Drei Systeme. Praktisch, ihre Vor- und Nachteile zu kennen. © Istockphoto

Wer kochen will, hat die Wahl: Vom Gaskocher über Glaskeramik­feld mit Wärmestrahlung bis zum Induktions­herd ist vieles möglich. Jedes System hat Stärken und Schwächen.

Induktions­koch­felder im Test

  • Testergebnisse für 9 Induktions­koch­felder 03/2022
  • Testergebnisse für 5 Induktions­koch­felder mit Dun­stab­zug 03/2022

Gas

Lang­sam. Erst nach 13 bis 14 Minuten erzielten im letzten Test 1,5 Liter Wasser die 90 Grad.

Nicht mehr günstig. Seit Anfang 2021 sind die Gaspreise explodiert. Ein Jahr später war Kochen mit Gas nicht mehr güns­tiger als mit Induktion oder Wärmestrahlung.

Punkt­genau.
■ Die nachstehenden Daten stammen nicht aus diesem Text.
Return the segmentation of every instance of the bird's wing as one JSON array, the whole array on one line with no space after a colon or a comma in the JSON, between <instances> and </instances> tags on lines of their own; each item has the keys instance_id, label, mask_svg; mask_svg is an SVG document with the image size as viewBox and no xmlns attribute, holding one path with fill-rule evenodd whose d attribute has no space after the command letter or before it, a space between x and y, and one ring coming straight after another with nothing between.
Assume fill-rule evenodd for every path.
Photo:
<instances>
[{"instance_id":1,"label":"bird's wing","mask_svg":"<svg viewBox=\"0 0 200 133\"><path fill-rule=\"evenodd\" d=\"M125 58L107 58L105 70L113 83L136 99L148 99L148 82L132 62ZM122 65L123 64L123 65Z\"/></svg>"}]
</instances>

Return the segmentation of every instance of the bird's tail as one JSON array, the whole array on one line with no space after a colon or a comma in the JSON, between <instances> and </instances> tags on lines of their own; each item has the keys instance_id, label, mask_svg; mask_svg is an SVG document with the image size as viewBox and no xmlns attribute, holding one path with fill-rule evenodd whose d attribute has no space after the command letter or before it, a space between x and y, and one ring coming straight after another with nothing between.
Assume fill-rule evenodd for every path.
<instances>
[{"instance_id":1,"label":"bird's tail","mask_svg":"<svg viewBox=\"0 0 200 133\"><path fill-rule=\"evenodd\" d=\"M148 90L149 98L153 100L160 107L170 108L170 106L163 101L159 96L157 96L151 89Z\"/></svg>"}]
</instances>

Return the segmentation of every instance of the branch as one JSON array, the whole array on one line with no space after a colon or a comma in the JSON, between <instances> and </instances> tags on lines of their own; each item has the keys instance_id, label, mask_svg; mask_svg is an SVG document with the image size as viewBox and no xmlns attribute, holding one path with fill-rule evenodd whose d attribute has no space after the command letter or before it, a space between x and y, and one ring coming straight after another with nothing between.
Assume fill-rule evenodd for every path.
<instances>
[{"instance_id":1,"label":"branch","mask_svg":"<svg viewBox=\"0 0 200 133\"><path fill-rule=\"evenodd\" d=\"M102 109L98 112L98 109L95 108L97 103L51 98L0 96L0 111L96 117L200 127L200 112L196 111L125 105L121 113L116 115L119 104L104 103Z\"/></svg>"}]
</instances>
Stufenlos regel­bar, Wärme sofort verfügbar, wärmt nicht nach.

Anspruchs­los. Funk­tioniert auch mit alten, verbeulten Töpfen und Pfannen.

Wärmestrahlung

Träge. Im letzten Test erreichten 1,5 Liter Wasser nach sieben bis zehn Minuten 90 Grad.

Lang­stre­ckensparer. Braucht zum Aufheizen mehr Strom als Induktion, zum Fortkochen weniger. Ab etwa 1 Stunde Fortkoch­zeit ist Wärmestrahlung bei 3 Liter Wasser spar­samer.

Heiß. Reagiert lang­sam. Die Platte wird heiß, Überge­kochtes brennt ein.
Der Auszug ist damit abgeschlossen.